The proposed legislation aims to prevent the sale and promotion of “reparative” therapies intended to change sexual orientation, while supporting therapy geared towards the “exploration and development” of same-sex attractions.
But despite the bill’s success in the far-left California legislature, not everyone is happy about it--including a number of men and women self-identifying as gay or ex-gay.
Upwards of 350 people protested the legislation at the state capitol this week, voicing opposition to what they believe will greatly diminish their ability to receive much-wanted psychological help. Among them were 30 formerly gay or transgendered individuals themselves who, according to Ken Williams (co-founder of Equipped to Love), “don’t want to see an America where the government is controlling how people identify sexually.”
The rally was organized by Church United and the Catholic Diocese of Orange County.
Jim Domen, now a happily married Christian pastor with a wife and kids, said that “I did not want to be gay. Please do not take away professional health programs that have helped people like me.”

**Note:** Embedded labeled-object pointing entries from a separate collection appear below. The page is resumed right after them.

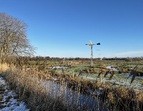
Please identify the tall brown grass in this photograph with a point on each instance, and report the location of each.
(28, 86)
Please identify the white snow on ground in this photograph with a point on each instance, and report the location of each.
(8, 101)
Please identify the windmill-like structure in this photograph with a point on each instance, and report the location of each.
(91, 45)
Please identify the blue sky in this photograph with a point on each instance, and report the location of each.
(61, 28)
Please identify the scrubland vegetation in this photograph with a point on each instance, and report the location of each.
(67, 84)
(27, 79)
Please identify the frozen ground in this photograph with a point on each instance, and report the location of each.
(9, 100)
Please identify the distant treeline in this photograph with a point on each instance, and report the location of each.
(78, 58)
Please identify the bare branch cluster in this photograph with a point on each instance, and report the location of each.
(13, 39)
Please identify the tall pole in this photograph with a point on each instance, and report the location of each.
(91, 55)
(91, 45)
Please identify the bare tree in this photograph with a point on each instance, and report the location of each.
(13, 39)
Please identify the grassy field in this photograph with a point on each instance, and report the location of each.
(115, 91)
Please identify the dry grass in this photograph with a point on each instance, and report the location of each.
(28, 86)
(4, 67)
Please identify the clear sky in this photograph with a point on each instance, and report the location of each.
(61, 28)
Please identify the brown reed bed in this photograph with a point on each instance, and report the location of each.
(28, 86)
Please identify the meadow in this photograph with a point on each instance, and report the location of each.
(55, 84)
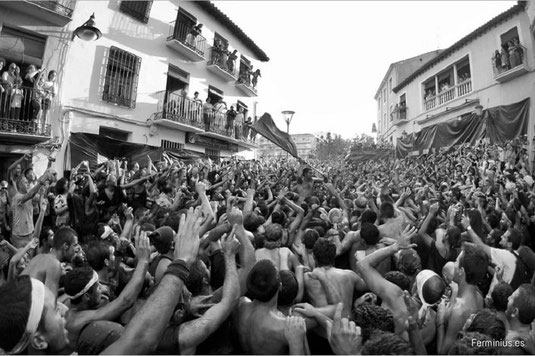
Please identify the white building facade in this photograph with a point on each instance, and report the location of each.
(462, 79)
(136, 83)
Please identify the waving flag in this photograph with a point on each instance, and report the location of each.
(267, 128)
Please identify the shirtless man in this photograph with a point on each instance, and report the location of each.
(282, 257)
(46, 267)
(259, 323)
(470, 268)
(393, 225)
(344, 282)
(83, 287)
(305, 187)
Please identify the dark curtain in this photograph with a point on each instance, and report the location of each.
(499, 124)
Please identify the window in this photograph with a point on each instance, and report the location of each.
(21, 47)
(172, 145)
(139, 10)
(113, 133)
(122, 72)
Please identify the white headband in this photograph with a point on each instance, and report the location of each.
(92, 281)
(36, 311)
(421, 278)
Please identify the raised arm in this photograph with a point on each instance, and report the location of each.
(137, 338)
(192, 333)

Pulse Nightclub shooting survivor (and former homosexual) Luis Ruiz also had a message for the crowd on Tuesday:
"The Pulse Nightclub shooting was a very tragic event and I lost many friends...The church came in and prayed with me. They came in and showed me scriptures through the word of God. I was able to not only just be free of the lifestyle, but be free of me in general -- from every type of sin and I don't feel that someone should dictate and tell me that I can't go seek help for any of that. And I think we should vote 'no,'" he said.
Opposition to the bill is not just about what happens in a clinical setting, however. There is also growing concern among people of faith that AB293 might pave the way for an eventual banning of the Bible itself, along with other Christian books and resources that advocate a traditional Judeo-Christian view of married sexuality. Some rightly worry that the anti-Christian legislation will end up targeting churches, in-home Bible studies, and businesses.

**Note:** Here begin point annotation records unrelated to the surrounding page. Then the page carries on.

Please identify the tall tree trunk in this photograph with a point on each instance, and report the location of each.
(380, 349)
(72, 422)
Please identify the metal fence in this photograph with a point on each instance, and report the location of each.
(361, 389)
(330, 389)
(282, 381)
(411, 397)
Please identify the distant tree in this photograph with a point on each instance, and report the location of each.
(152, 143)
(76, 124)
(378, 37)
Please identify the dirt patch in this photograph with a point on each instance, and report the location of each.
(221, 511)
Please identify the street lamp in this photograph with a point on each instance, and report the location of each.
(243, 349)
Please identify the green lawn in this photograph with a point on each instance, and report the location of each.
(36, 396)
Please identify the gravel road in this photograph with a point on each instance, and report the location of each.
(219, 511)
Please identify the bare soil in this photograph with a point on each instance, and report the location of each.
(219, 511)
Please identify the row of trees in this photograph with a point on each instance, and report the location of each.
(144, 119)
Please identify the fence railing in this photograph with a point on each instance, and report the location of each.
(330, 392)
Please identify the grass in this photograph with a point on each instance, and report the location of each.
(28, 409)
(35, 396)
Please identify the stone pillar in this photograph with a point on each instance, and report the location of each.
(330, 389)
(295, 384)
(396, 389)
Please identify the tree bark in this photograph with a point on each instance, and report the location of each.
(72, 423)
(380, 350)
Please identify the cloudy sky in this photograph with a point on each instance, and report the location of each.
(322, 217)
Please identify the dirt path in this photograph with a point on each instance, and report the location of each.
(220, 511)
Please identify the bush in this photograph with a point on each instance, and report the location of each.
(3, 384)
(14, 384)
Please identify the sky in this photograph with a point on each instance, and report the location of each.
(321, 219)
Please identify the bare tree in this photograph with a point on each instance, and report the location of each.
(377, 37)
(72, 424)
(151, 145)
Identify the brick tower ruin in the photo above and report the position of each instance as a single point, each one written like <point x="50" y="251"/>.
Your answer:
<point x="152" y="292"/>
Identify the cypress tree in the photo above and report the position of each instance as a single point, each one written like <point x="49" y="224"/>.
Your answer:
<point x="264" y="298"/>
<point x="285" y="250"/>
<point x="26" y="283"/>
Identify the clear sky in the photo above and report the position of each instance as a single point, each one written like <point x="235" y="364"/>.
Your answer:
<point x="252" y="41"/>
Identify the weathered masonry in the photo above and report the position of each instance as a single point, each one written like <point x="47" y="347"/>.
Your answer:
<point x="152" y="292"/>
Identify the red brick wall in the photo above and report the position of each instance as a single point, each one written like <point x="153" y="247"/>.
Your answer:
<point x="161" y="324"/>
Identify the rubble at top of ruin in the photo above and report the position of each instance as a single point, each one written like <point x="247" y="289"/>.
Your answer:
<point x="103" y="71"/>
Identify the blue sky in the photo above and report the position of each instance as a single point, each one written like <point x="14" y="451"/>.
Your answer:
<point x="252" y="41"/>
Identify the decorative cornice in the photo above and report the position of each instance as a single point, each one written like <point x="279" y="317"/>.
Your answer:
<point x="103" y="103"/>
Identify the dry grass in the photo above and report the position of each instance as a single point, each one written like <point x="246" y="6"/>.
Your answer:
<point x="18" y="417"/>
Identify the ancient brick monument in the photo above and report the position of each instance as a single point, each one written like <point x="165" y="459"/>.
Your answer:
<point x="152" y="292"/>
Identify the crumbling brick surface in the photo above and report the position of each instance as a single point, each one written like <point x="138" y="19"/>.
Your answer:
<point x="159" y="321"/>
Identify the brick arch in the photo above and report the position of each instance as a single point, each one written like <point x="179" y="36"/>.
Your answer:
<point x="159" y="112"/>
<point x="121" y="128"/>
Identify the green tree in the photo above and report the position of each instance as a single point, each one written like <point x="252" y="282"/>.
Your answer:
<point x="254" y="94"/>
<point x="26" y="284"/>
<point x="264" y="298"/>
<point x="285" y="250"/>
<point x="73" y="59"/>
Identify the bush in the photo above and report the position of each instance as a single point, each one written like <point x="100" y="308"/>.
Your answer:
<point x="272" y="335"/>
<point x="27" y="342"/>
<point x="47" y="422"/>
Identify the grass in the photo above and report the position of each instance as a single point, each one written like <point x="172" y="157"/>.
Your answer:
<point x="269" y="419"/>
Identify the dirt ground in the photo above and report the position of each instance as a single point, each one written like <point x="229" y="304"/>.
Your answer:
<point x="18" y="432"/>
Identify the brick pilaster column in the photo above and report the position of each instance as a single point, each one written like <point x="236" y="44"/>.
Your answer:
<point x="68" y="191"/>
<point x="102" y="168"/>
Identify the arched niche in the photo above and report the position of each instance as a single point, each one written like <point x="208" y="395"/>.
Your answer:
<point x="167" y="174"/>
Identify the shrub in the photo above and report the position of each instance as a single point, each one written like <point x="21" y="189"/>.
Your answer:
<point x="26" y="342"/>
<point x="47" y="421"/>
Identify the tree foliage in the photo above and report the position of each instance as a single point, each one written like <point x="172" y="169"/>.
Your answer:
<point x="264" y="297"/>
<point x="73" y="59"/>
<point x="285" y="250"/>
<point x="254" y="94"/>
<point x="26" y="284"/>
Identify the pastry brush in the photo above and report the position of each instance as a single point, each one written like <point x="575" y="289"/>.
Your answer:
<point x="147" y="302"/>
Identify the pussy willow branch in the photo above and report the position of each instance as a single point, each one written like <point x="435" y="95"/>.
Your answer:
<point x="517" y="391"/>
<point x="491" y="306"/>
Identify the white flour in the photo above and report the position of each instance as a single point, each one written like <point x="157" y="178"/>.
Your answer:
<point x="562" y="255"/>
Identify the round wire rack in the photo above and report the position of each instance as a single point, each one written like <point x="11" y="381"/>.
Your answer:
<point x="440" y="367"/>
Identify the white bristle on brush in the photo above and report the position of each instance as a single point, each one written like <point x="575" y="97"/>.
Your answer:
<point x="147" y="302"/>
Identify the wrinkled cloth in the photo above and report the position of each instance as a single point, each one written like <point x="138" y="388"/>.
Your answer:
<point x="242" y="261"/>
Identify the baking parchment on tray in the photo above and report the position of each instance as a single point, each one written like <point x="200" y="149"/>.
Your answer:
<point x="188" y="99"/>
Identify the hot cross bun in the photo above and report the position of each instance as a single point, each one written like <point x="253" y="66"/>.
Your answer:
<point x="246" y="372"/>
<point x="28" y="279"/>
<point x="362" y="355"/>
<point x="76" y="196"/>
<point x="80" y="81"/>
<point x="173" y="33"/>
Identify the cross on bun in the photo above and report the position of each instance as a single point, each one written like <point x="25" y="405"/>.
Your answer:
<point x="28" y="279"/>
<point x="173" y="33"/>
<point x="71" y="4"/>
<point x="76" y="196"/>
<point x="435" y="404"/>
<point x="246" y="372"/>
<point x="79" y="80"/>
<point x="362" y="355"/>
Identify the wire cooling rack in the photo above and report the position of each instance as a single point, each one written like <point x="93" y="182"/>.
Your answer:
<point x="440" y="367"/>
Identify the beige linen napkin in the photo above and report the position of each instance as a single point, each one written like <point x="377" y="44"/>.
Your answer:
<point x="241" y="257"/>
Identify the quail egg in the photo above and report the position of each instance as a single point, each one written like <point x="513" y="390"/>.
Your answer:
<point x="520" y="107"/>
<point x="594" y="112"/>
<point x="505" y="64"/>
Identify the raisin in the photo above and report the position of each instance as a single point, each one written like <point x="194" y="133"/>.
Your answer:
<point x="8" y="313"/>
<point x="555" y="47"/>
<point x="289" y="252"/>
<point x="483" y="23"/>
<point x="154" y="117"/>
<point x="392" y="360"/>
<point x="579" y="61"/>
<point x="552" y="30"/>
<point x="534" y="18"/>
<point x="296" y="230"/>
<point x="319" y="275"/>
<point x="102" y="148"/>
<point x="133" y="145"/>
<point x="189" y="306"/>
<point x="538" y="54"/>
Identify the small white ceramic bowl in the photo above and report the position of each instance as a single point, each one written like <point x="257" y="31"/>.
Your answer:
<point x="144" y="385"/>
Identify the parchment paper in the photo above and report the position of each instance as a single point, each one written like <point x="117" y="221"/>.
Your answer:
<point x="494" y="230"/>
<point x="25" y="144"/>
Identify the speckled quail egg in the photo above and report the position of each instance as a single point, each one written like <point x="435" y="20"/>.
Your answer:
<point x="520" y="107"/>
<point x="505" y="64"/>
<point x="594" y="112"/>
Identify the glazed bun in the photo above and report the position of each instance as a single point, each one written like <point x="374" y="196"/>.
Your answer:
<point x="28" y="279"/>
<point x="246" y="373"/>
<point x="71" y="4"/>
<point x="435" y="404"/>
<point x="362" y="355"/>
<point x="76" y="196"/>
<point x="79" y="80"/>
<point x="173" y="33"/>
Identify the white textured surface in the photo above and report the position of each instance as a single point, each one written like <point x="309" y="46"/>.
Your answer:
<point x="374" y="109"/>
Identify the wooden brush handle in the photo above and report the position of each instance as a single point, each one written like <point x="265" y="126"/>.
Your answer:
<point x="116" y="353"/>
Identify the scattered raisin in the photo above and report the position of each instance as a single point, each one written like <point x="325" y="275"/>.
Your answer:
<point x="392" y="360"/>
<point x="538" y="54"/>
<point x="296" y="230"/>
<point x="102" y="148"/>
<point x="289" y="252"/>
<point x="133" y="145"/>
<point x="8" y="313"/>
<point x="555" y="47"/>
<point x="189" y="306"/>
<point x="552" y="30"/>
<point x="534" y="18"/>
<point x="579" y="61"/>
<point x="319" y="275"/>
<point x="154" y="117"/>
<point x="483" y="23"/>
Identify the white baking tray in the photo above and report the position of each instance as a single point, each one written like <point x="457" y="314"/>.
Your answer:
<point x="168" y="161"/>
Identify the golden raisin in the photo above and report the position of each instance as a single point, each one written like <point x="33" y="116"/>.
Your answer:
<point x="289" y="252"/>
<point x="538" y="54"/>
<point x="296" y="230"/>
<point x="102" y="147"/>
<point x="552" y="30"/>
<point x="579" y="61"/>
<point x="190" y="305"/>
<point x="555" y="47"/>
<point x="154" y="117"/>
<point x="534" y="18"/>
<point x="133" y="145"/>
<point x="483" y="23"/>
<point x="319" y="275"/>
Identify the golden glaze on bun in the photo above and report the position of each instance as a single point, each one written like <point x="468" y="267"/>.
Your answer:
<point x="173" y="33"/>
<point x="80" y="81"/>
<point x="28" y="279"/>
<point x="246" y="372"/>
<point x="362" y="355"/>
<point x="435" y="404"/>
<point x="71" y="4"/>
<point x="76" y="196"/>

Yet liberal proponents of AB293 claim to have alleviated those worries through amendments to the legislation, and see the bill differently all the way around. Senator Scott Weiner, a gay Democrat from San Francisco, said that “Conversion therapy is psychological torture. There are people who want to erase people like me. . . It is shocking in some ways that in 2018 this is still happening.”
It was in 1973 when homosexuality was officially removed from the APA’s list of recognized psychological disorders. It is worth noting that this depathologizing of homosexuality did not result from scientific research demonstrating otherwise, however, but was instead due to political pressures from early LGBTQ activists.
Perhaps pro golfer (and former lesbian) Kris Olsen said it best on Tuesday: "AB2943 violates my right to choose. It is a blatant violation of my first amendment rights and I believe there's a reason why our Founding Father chose to put these rights in the very first amendment."